It’s been four years now since plucky little Philae attempted to land on comet 67P/CG. It was a thrilling event, with an inexplicable failure that resulted in a slow motion crash landing and eventual loss of the lander.
This year engineer András Balázs reviews what happened to Philae. As he remarks dryly, “not everything went as planned.” ([1], p. 90)
I’m sure we are all shocked, shocked! to hear that software was involved….

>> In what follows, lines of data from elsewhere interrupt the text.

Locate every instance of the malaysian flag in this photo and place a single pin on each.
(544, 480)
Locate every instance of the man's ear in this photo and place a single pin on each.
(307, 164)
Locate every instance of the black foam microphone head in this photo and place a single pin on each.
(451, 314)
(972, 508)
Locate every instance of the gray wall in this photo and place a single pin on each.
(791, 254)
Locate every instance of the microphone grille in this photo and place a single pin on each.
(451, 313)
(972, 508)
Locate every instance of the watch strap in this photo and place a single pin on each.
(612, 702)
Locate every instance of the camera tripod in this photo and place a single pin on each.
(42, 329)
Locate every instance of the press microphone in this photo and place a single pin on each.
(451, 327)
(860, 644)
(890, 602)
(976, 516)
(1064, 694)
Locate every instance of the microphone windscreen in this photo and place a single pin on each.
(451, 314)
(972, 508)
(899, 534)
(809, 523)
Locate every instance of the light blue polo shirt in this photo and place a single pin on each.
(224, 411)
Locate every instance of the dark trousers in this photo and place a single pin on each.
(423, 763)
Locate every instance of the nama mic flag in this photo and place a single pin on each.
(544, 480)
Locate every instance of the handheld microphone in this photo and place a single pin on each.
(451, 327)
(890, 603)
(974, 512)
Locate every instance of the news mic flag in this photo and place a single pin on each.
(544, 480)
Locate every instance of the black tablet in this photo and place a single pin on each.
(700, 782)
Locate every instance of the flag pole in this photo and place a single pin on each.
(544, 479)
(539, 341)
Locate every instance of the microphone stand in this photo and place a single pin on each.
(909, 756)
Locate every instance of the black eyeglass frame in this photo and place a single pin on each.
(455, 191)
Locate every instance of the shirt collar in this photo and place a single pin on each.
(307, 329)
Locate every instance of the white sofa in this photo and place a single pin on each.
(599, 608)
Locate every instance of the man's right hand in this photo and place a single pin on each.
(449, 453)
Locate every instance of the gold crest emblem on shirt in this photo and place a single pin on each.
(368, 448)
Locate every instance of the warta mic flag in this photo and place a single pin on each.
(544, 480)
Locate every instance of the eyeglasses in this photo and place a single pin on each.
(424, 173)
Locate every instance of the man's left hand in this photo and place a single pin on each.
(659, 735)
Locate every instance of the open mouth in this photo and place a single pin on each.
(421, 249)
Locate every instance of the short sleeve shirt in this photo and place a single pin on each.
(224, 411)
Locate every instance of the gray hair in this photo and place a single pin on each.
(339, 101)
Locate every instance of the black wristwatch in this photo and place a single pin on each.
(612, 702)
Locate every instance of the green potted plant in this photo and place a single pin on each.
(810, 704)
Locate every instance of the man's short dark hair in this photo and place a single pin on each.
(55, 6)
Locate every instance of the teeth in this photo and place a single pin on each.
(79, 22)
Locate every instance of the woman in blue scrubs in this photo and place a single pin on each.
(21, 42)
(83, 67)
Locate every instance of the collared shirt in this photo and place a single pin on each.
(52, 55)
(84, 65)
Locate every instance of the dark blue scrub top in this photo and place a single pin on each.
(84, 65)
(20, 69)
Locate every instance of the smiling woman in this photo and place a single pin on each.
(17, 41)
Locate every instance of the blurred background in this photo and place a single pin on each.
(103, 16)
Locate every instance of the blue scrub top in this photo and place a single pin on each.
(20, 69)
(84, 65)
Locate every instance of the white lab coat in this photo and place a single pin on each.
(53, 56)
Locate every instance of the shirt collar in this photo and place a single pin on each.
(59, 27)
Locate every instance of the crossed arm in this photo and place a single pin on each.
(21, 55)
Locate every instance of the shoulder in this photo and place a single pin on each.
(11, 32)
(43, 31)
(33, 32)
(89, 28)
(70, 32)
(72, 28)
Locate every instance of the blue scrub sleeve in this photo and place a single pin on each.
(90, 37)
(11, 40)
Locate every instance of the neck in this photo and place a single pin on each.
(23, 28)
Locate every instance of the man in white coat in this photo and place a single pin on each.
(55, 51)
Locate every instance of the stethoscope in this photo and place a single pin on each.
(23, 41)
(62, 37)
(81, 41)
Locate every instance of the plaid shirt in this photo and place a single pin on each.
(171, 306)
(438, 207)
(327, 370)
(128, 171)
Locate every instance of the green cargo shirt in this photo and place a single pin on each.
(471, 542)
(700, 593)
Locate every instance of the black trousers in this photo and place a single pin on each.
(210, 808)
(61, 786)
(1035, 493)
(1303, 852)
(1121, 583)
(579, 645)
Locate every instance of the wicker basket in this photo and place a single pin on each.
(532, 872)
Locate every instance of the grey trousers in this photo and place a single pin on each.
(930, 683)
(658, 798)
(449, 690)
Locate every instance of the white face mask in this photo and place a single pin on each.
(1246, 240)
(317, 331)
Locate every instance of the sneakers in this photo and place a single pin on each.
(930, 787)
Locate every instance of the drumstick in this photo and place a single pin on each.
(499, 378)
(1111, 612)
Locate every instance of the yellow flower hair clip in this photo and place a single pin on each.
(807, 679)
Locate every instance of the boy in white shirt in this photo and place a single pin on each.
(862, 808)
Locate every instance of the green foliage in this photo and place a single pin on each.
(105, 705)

Like all spacecraft, Philae was designed to be fault tolerant, at least for certain values of “fault”. The system included redundant processors and other equipment, software and communications protocols with error detection and recovery features, and fall back recovery processes. For instance, the system had “triple-redundant emergency telecommand decoders”—four duplicate message decoders to assure correct results even in the face of multiple problems.
Nevertheless, she failed.
Balázs six lessons learned are a litany of humbling epiphanies. From not being prepared for “unconceivable” problems to not being prepared for “conceivable” problems. “When Even Redundanccy is Useless”. And, of course, there were tradeoffs between science and safety, many missed opportunities and just plain poor decisions. Millions of kilometers from home, every human error is unfixable, and every lost opportunity is lost forever.
“The Philae mission was a jump into the unknown.” ([1], p. 93)
Not only was Philae a bold and risky leap into the unknown, and not only was it, like all space missions, beyond our ability to reach it for repairs if needed, it was the first and only mission. No engineer can hope that the first try will work—that’s called a “throw away”, intended only to teach us how to build a successful version.
But there was no option to do a throw away trial. There seldom is in space missions.
“The software community could benefit from more such evaluations of the problems that so frequently occur in projects. —Michiel van Genuchten and Les Hatton” ([1], p. 90)
The editors of IEEE Software praised Balázs’ frank assessment of the failures of the project. I’ll second the praise. It’s not pleasant to look back at one’s own mistakes and failures.
I have to say that I am disappointed that we still don’t know why the both of the redundant harpoons and the hold down thruster failed to anchor the lander. Suspicion falls on the software that was supposed to detect the impact and trigger the anchoring. (In my head, I’m seeing the software taking too long, the spacecraft bouncing and then shooting the harpoons into nothing….)
But we don’t really know. Sigh.
- András Balázs A Comet Revisited: Lessons Learned from Philaes Landing. IEEE Software, 35 (4):89-93, 2018.